Algemeen Toepassing van een arrangement gebeurt op basis van vrijwilligheid, waarbij sprake zal zijn van individueel maatwerk en waarbij het organisatiebelang leidend is. Als een medewerker aanspraak wil maken op een instrument worden de afspraken individueel vastgelegd en ondertekend in onderling overleg tussen de medewerker en de leidinggevende. De beslissing tot toewijzing van het arrangement ligt bij de ter zake bevoegde directeur, waarbij verplicht advies bij de Directie Juridische Zaken moet worden ingewonnen (zie artikelen 1.17NRGA in samenhang bezien met artikel 11.33 van de NRGA). Gesprekken en onderhandelingen over de in dit memo genoemde (aanvullende) regelingen vinden dus altijd plaats onder voorbehoud van goedkeuring door de ter zake bevoegde directeur en verplichte advisering door de Directie Juridische Zaken.
2.7.2 Sociaal Plan Amsterdam E
Het huidige Sociaal Plan Amsterdam (mei 2013, SPA), hoofdstuk 16 paragraaf 2 , beschrijft een aantal garanties (instrumenten) die van toepassing zijn op de ambtenaar die boventallig is verklaard. In aanvulling op het SPA biedt artikel 11.33 NRGA de mogelijkheid om in individuele gevallen een vertrekregeling te treffen.

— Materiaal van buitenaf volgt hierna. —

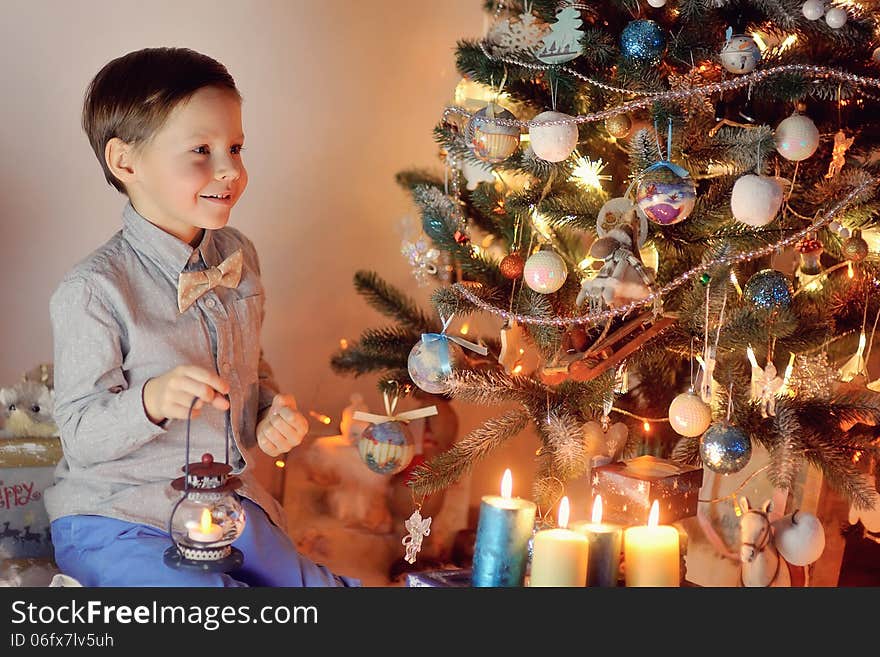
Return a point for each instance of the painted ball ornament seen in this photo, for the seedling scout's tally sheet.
(689, 415)
(643, 41)
(556, 142)
(492, 142)
(386, 448)
(666, 194)
(797, 137)
(755, 200)
(545, 272)
(725, 448)
(768, 289)
(740, 54)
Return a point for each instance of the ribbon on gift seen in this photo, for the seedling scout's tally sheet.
(390, 416)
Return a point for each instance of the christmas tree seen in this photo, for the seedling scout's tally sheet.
(672, 228)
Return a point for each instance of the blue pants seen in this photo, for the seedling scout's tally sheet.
(101, 551)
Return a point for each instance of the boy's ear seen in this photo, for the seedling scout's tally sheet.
(119, 156)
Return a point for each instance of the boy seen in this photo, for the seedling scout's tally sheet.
(166, 313)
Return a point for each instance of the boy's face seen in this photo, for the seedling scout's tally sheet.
(190, 174)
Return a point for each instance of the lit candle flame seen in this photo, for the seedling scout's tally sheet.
(205, 521)
(564, 512)
(506, 484)
(597, 510)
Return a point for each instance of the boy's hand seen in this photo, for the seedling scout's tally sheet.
(170, 395)
(282, 428)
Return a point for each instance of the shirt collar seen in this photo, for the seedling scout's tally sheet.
(170, 253)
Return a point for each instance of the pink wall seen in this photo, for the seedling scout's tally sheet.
(339, 96)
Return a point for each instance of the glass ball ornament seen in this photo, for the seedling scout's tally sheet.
(813, 10)
(618, 126)
(725, 448)
(835, 17)
(768, 289)
(387, 447)
(740, 54)
(664, 195)
(431, 360)
(689, 415)
(797, 137)
(553, 143)
(643, 41)
(545, 272)
(755, 200)
(490, 141)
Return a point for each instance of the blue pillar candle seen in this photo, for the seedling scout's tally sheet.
(502, 545)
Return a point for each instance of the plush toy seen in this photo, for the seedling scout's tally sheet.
(623, 277)
(26, 409)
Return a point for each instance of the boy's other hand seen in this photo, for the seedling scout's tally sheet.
(282, 428)
(169, 396)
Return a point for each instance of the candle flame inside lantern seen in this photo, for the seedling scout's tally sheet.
(597, 510)
(562, 518)
(205, 522)
(506, 484)
(654, 516)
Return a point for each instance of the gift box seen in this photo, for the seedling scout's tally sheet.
(628, 488)
(27, 467)
(440, 578)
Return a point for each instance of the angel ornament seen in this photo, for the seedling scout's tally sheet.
(418, 528)
(623, 277)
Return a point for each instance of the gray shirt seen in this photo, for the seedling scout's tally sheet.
(116, 325)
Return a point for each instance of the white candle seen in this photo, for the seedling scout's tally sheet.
(206, 531)
(559, 556)
(651, 553)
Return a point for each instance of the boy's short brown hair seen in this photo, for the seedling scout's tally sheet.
(132, 96)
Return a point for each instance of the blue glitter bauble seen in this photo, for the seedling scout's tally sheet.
(768, 289)
(643, 41)
(724, 448)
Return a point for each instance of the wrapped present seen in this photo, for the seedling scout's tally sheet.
(27, 467)
(629, 487)
(440, 578)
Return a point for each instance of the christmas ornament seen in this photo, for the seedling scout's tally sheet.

2.7.3 Aanvullende instrumenten Aanvullend op de huidige regelingen conform SPA kunnen bij de reorganisaties volgend uit het organisatie ontwikkelprogramma de onderstaande instrumenten - met inachtneming van de gestelde voorwaarden - worden aangeboden: • Plaatsmakersregeling • Vertrekregelingen: - Voor medewerkers van 60 jaar en ouder - Voor medewerkers die voor zichzelf willen beginnen - Voor medewerkers met verschillende leeftijden en achtergronden •
Remplaçanten regeling
2.7.4 Plaatsmakersregeling Dit is een regeling voor medewerkers van 62 jaar en ouder (peildatum is de datum van de desbetreffende reorganisatie). In het kader van deze regeling kan worden afgesproken dat medewerkers van 62 jaar en ouder niet deelnemen aan het plaatsings- en selectieproces. Zij worden in dat geval boven de formatie geplaatst op basis van kennis, kunde, organisatienoodzaak en persoonlijke voorkeuren en laten daardoor formatieve ruimte vrij voor de plaatsing van andere medewerkers. Met de medewerker wordt op individueel niveau afgesproken en vastgelegd welke werkzaamheden hij of zij na de reorganisatie gaat vervullen. Dit levert op termijn een besparing op als deze mensen uitstromen. Met deze constructie ontstaat er minder boventalligheid omdat meer mensen geplaatst kunnen worden. Het financiële voordeel en de besparingen zijn afhankelijk van de inzet. De medewerkers van 62 jaar en ouder kunnen bijvoorbeeld daar geplaatst worden waar anders op ingehuurd zou moeten worden. Bij het toepassen van dit instrument dient in ieder geval een duidelijk omlijnd takenpakket te zijn afgesproken en vastgelegd. Indien dit niet goed wordt geregeld, bestaat het risico dat de plaatsmaker in de organisatie gaat zweven, dan wel voor de werkgever moeilijk aanstuurbaar wordt. Bovendien zullen de ontslagmogelijkheden voor een aangewezen plaatsmaker beperkter zijn. Voorwaarden: • De afspraken moeten schriftelijk worden vastgelegd en ondertekend door medewerker en werkgever. • De regeling kan alleen worden aangeboden na centrale toetsing en onder voorbehoud van goedkeuring door het bevoegd gezag. • Door het plaatsmaken moet daadwerkelijk sprake zijn van het voorkomen van boventalligheid. Kosten: • De kosten van deze regeling zijn afhankelijk van het aantal 62 plussers. Tot datum AOW betaalt de organisatie de loonkosten van deze medewerkers door. In 2014 is de AOW-gerechtigde leeftijd 65 jaar en 2 maanden. Indien gedurende drie jaar en twee maanden loonkosten worden doorbetaald komt dat neer op circa € 191.500 (o.b.v. schaal 9, periodiek 11).
11
Gemeenteblad 2014 nr. 35145 24 juni 2014
• •
Als de 62 plusser ruimte maakt voor plaatsing van een boventallige collega, zijn de baten gemiddeld begroot op € 270.000, (kosten boventallige, zie bijlage I). De vraag is óf het bovenformatief plaatsen van 62 plussers een besparing oplevert. De baten van deze regeling zijn hoofdzakelijk ingegeven vanuit goed werkgeverschap: boventalligheid voorkomen en kennis en kunde van de oudere medewerker behouden.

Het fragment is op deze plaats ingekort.